When the “out-sourcing” efforts began many years ago, I was working for a major manufacturing company that wanted to cut costs. They saved money by buying parts from other manufacturers instead of designing them in house. So they looked at other departments to outsource, such as building maintenance, thus saving benefits, retirement, and the high salaries of twenty year employees. The function wasn’t necessary for the manufacture of our money-making products, i.e. bottom line, so it was expendable, management decided. The department was laid off.
The maintenance contract spelled out everything thought to be “essential.” It didn’t take more than a month to realize the good ole boys in maintenance did much more than anyone realized. But now when we asked for anything not specifically spelled out in the contract, it couldn’t be done without contract changes and extra costs. It took weeks to get approvals, while equipment deteriorated, and people swore. Because the new workers didn’t have the skills to maintain cranky equipment our employees had nursed along for years, our equipment replacement costs increased.
Their employees certainly didn’t do anything extra. If a chore wasn’t done by quitting time, it didn’t get finished. The contractor didn’t pay overtime, and their employees had no loyalty or emotional involvement to our company.
The out-sourcing required a contract manager and methods to monitor the contractor. It required legal department oversight of all the contract changes for the proper wording, and procedures for bringing them back into compliance when they mismanaged the job. It was no longer the reprimand of one employee on the spot by one of our managers. It was a whole new chain of command with many levels who might not see the misbehavior in the same way we did.
The money saving we hoped for didn’t occur and it cost us more. Our contractor was not dealing with the public on our behalf so that liability was not there, but frustration was.

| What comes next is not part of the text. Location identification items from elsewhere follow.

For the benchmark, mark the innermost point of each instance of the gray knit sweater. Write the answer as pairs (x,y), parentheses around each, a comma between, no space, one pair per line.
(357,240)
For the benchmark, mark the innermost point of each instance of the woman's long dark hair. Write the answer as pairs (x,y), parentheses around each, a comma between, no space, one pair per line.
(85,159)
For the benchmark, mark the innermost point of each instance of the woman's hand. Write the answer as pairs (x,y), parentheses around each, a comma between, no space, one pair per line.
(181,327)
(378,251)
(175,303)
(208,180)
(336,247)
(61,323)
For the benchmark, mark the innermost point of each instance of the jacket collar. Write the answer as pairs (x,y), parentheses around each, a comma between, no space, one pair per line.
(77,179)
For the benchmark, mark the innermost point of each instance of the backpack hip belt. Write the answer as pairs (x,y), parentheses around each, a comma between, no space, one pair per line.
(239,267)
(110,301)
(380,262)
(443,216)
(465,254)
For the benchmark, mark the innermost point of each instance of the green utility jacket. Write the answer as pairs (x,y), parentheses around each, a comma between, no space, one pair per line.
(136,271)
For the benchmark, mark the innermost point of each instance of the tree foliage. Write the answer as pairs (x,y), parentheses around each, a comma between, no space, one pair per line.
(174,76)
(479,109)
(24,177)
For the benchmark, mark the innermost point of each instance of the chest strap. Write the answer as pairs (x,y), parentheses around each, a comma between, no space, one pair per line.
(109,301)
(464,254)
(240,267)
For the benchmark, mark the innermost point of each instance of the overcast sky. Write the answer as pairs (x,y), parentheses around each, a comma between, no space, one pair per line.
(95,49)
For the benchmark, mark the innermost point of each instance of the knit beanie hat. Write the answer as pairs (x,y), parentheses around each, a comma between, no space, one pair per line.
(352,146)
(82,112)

It seems to me that contracting something that interfaces with the public, like the library, opens the city up to a whole new set of problems, costs, liability, and loss of donations. Because library workers may be the only interface with the city for much of our community, they are ambassadors to our public. Do we really want that to change? I question whether it will really be a cost savings at all. Some things just need to stay “in house”. We discovered the only cost savings came when the contractor was product oriented, not service oriented.